Tuesday, January 31, 2006

On School

Once again my 7th period class today reminded me of why I quit teaching 6 1/2 years ago. It is my largest class and it's not necessarily the size of the class that is an issue. I have another class almost as large and they are quite perfect. It's really 3-4 students that make it a miserable class for the most part. One girl in particular is the rudest and has that "Miss Thang" attitude where I certainly am not going to tell her what to do and what not to do. When she is absent, well I can't say it's heaven, but at least closer. I'll spend more time in prayer over this, but I hope it gets better soon.

The thing is that there are other classes that are really pretty good and I have some wonderful kids in those that seem to want to learn and take an interest in what I am saying. Or at least they seem to be paying attention. And then there's the speech team full of really talented kids that are polite (mostly.. other than that senior "attitude"). So I guess for the most part it balances out. If only it were not for all the other crap we have to deal with as teachers. (Pardon the language, but is there a better way to put it really?)

Let's examine this shall we?

On top of teaching 5-6 classes a day teachers are expected to do the following:
Create interesting lessons that keep the kids engaged in learning.
Have assignments for them to complete and must be graded as they must have a minimum of 8 daily grades each six weeks. This is in addition to having two test grades.
For kids that are absent because they are in what is called Prime Time (long term removal from the classroom) or ISS (In School Suspension) we are to send work for them to do. Never mind that they will miss our lectures and important information. But we must take time out of our day to send busy work to keep them... well... busy. (Oh and they usually send the ISS request two days into their assignment and Prime Time sends the completed assignments back the day of semester tests still to be graded)
Almost daily we have to clear absence reports because we may have marked a kid absent at one point when they were tardy to class by 5-6 minutes or so which means we have to go back and look through our attendance sheets. Sometimes they ask about student absence from a month or so prior.
Once a week we are to have a duty which requires us to stand outside and monitor students for 15-20 minutes before school and after school.
We are expected to keep up with grades and have them entered into the computer although we generally don't have time to really grade papers because our conference periods are filled with doing all the other stuff I've been mentioning.
We're also supposed to make 6 parent contacts in a six weeks. I know this doesn't sound like a big deal, but to sit down and even write something out, put it in an envelope, find the address, and take it to the office to be mailed takes up most of a conference period. Forget phone calls as most parents are working or they don't speak English.
So with a 50 minute conference period, once I take care of the above things, I don't have time to actually work on lessons. Keep in mind that I am basically starting over as a new teacher.

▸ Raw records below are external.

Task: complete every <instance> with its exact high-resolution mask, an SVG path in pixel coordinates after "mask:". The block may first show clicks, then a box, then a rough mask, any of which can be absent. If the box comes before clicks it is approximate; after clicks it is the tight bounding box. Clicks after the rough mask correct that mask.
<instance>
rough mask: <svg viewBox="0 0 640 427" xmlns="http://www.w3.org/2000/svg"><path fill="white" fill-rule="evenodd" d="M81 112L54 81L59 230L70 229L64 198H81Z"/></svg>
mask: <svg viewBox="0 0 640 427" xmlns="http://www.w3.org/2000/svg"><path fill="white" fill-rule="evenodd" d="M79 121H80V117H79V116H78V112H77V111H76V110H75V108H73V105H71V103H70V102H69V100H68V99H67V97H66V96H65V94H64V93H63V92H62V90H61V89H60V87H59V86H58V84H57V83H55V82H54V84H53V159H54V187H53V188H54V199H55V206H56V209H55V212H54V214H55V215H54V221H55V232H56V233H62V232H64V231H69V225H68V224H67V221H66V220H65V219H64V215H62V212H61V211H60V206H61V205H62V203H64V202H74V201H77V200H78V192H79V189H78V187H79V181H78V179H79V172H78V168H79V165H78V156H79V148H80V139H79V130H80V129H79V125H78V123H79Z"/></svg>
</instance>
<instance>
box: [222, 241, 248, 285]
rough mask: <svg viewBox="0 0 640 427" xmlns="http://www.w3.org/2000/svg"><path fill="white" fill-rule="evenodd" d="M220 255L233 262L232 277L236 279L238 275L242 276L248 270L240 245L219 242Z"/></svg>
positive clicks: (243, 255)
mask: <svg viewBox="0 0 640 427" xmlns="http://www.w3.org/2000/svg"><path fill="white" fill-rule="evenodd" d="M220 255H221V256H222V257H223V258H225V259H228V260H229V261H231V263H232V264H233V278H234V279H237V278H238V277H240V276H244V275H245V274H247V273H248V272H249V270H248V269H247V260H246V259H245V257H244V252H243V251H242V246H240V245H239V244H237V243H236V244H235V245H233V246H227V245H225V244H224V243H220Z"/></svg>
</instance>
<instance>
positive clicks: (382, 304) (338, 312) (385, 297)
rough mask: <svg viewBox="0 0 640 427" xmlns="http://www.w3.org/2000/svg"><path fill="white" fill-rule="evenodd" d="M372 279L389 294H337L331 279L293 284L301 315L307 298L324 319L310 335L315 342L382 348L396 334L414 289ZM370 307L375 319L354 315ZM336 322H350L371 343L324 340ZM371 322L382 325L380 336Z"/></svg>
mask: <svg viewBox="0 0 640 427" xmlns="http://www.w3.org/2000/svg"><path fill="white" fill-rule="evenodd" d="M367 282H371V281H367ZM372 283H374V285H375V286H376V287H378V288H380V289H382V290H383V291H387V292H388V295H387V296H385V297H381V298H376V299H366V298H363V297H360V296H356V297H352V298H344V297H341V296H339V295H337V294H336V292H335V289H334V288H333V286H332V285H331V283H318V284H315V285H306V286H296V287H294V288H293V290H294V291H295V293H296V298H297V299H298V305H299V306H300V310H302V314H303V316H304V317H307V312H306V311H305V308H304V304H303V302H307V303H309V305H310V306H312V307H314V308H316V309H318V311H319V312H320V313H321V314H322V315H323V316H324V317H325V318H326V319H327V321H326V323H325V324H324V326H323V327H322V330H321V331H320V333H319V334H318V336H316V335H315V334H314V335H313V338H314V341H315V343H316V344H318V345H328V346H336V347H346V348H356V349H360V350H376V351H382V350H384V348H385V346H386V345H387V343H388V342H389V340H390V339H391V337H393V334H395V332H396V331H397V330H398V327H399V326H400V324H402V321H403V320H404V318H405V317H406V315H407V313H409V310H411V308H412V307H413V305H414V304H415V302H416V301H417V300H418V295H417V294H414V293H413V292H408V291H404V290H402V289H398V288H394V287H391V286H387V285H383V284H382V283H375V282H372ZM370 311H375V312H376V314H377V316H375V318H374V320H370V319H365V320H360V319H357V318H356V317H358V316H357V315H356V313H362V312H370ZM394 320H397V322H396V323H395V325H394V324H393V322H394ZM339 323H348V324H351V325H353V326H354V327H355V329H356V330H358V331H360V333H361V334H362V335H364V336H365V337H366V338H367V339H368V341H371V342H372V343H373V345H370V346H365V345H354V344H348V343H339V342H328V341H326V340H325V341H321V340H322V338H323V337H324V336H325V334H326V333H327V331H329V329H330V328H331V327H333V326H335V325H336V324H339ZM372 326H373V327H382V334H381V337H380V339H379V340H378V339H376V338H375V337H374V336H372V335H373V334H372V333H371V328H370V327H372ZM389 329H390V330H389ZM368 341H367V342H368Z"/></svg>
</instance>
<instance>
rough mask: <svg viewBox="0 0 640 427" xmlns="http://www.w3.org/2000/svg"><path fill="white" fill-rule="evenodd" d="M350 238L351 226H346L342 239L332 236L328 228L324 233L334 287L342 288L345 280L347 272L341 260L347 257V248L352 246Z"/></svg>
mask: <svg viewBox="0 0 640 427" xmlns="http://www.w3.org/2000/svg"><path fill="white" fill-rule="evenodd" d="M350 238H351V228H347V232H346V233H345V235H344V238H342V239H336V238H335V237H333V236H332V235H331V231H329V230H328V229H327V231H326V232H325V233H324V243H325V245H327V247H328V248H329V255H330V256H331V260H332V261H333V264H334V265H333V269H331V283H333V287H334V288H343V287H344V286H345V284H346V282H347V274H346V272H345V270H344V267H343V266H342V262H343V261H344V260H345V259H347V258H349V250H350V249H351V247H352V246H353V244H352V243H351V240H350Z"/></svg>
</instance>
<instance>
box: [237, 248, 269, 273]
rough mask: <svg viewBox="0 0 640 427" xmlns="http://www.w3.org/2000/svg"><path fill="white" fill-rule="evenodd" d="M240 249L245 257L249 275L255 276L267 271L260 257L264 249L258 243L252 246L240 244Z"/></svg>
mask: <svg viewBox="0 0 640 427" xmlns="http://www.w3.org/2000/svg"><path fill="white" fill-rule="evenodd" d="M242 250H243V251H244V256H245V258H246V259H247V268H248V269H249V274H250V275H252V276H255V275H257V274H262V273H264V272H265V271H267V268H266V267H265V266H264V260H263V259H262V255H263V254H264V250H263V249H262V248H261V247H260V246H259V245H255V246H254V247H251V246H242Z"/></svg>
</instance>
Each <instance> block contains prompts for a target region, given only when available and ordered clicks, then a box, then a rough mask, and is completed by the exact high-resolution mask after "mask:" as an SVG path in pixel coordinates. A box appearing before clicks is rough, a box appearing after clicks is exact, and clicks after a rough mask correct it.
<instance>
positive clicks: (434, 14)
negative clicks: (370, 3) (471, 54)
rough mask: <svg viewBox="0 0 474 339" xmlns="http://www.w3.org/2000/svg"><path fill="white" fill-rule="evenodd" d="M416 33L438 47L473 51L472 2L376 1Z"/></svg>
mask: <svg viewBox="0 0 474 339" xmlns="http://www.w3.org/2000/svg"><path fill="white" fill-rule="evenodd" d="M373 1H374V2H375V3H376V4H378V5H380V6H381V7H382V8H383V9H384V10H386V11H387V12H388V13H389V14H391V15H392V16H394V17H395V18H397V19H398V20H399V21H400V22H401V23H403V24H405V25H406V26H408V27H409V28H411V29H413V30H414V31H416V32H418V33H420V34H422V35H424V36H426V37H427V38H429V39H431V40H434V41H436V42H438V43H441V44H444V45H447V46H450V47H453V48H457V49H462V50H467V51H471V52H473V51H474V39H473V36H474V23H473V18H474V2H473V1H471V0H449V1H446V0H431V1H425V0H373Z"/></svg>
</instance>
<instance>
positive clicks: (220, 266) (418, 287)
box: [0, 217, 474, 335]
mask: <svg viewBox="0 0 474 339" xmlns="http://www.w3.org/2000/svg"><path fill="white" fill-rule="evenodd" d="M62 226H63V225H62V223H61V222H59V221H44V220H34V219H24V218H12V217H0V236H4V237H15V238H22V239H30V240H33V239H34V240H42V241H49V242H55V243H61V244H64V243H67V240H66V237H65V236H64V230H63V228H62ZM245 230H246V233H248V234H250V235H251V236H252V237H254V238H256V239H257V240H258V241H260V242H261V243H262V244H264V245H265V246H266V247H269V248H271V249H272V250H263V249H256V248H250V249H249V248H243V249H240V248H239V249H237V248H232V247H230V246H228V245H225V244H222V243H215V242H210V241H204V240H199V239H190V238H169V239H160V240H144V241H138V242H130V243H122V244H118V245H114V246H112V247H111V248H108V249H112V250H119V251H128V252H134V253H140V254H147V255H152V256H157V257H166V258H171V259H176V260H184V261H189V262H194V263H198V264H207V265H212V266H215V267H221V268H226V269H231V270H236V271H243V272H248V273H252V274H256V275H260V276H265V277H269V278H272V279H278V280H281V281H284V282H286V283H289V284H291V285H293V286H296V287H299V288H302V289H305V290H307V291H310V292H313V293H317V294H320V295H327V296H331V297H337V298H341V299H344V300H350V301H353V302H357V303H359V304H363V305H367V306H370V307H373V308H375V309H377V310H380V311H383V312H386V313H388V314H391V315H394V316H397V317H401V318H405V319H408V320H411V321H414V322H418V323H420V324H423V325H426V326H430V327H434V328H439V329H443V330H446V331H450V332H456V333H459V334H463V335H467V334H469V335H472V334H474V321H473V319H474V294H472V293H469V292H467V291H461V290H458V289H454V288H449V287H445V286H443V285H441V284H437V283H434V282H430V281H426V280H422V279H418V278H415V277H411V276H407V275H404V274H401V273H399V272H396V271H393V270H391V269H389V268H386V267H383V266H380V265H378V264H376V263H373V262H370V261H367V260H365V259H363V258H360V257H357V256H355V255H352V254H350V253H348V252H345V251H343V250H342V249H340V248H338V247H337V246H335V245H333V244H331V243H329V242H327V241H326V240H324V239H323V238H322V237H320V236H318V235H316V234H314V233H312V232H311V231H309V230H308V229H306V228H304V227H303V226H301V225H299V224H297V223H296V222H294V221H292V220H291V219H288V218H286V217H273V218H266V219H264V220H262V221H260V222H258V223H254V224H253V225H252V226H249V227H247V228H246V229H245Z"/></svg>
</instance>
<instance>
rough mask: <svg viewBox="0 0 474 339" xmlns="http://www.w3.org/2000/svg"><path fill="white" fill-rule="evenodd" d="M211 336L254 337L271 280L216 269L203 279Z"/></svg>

I do have a text book, but I still have to create my own lessons to teach, activities for them to do, note taking materials, and tests.
(On the note-taking materials, it may seem strange to have to give students materials for taking notes - you know fill in the blank - but since we are required to do this for students that have modifications, it might as well be done for the whole class. I tried once to give them notes without the worksheets and they couldn't keep up with it and they constantly asked me how to spell everything.)

And just a few more gripes while we're at it...
We can't make copies of our materials for our classes. We have to send all materials to be printed to a place called "Docutech". In some respects this is a good thing as we don't have to waste time going to a copy machine etc, but sometimes as plans change we can't just quickly print something for our classes to do.
I can understand the need for filters on our internet so that students don't visit really bad sites, but when I can't even go to Sony Music to find an address, that is getting rediculous.
We're supposed to be incorporating technology into our classrooms and although I think it is a good thing, it is sometimes difficult. It is an ordeal to get an LCD projector. I finally got 6 computers in my room and they work maybe 1/2 the time.
And if students fail our classes for any six weeks which causes them to fail for the semester, they can make up the work. And if they choose to do that, we are supposed to create a packet of materials for them to do again (when they refused to do it the first time).

Don't get me wrong, I am going on about the negative aspects of teaching and as you can tell there are several. It's not all bad, there are good moments. Give me a minute and I may come up with one. Oh yeah... summers off. Really, there are those times when the light bulb goes on in a student's head and you can see that they finally "get it" or perhaps even years later you hear from a former student who thanks you for something you did or taught them. It isn't always immediately rewarding. And that is probably why there is so much turnover in teaching. Teachers aren't paid enough to begin with, then they pile all the extra "stuff" on their plate where they can't even simply teach any more. And people wonder why the kids today aren't really learning.

I know I briefly touched on students and their attitudes in a previous post, but I do have more to share on that subject and how they have changed. My friend Bret commented about it and asked me a question that I intend to post a response on. But will save that for another day as this post is long enough and I am sure you are tired of my rants.